= Möller manuscript =

The Möller manuscript is a compilation of keyboard music made by Johann Christoph Bach (1671–1721), the eldest brother of Johann Sebastian Bach and organist in Ohrdruf. It is named after its former owner, Johann Gottfried Möller (1774–1833), born in Ohrdruf. It is one of two extant compilations of J. C. Bach, the other being the Andreas-Bach-Buch. It is written in careful calligraphy, a smaller part in keyboard tablature.

Johann Christoph Bach took Johann Sebastian and his older brother Johann Jacob into his home after they were orphaned in 1695, and was Johann Sebastian's first keyboard teacher.

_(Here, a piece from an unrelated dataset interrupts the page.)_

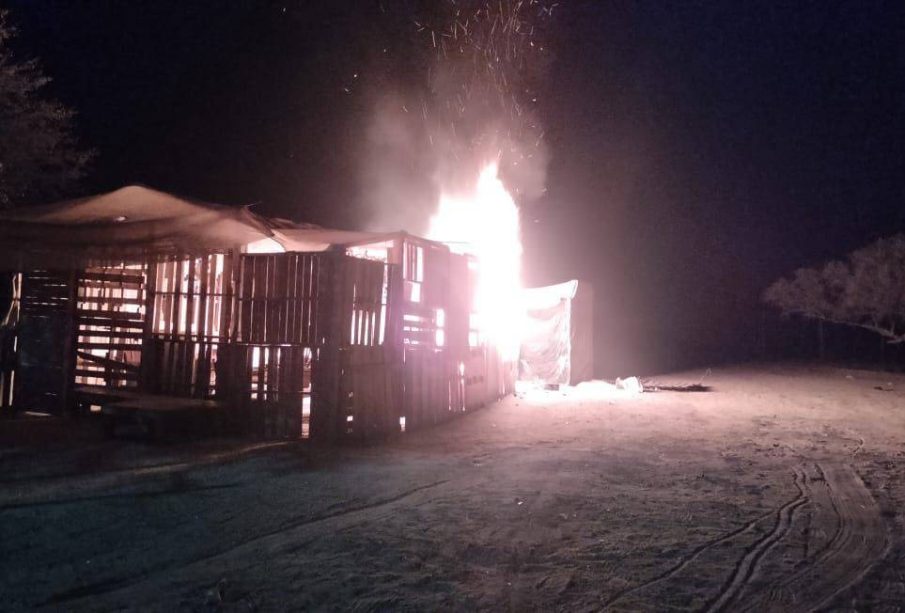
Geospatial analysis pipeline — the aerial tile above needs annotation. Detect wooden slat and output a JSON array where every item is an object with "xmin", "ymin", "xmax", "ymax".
[{"xmin": 74, "ymin": 368, "xmax": 138, "ymax": 381}]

The knowledge of the early keyboard works of Johann Sebastian Bach has come to a considerable extent from this manuscript, together with the Andreas-Bach-Buch. It is archived in the Staatsbibliothek in Berlin. It was compiled in the years 1704-1707, and contains 12 pieces by the young J. S. Bach, written in the early years of the 18th century, as well as music by some of the most famous German composers of the time, such as Georg Böhm, Nicolaus Bruhns, Dietrich Buxtehude, Johann Adam Reinken and Friedrich Wilhelm Zachow. In addition there are transcriptions of orchestral music by, for example, the 17th century French master Jean-Baptiste Lully.

Johann Sebastian likely had a considerable influence on the way the collection was put together. Therefore, the manuscript gives insight into the kind of music that he was interested in and which influenced his composing.

Some of the pieces in the manuscript are not known from any other source, such as the short 'Gigue belle' by Werner Fabricius. Also for some of J. S. Bach's works the manuscript is the only source, and in some cases it is the most reliable source of pieces which are otherwise only extant in copies of a much later date.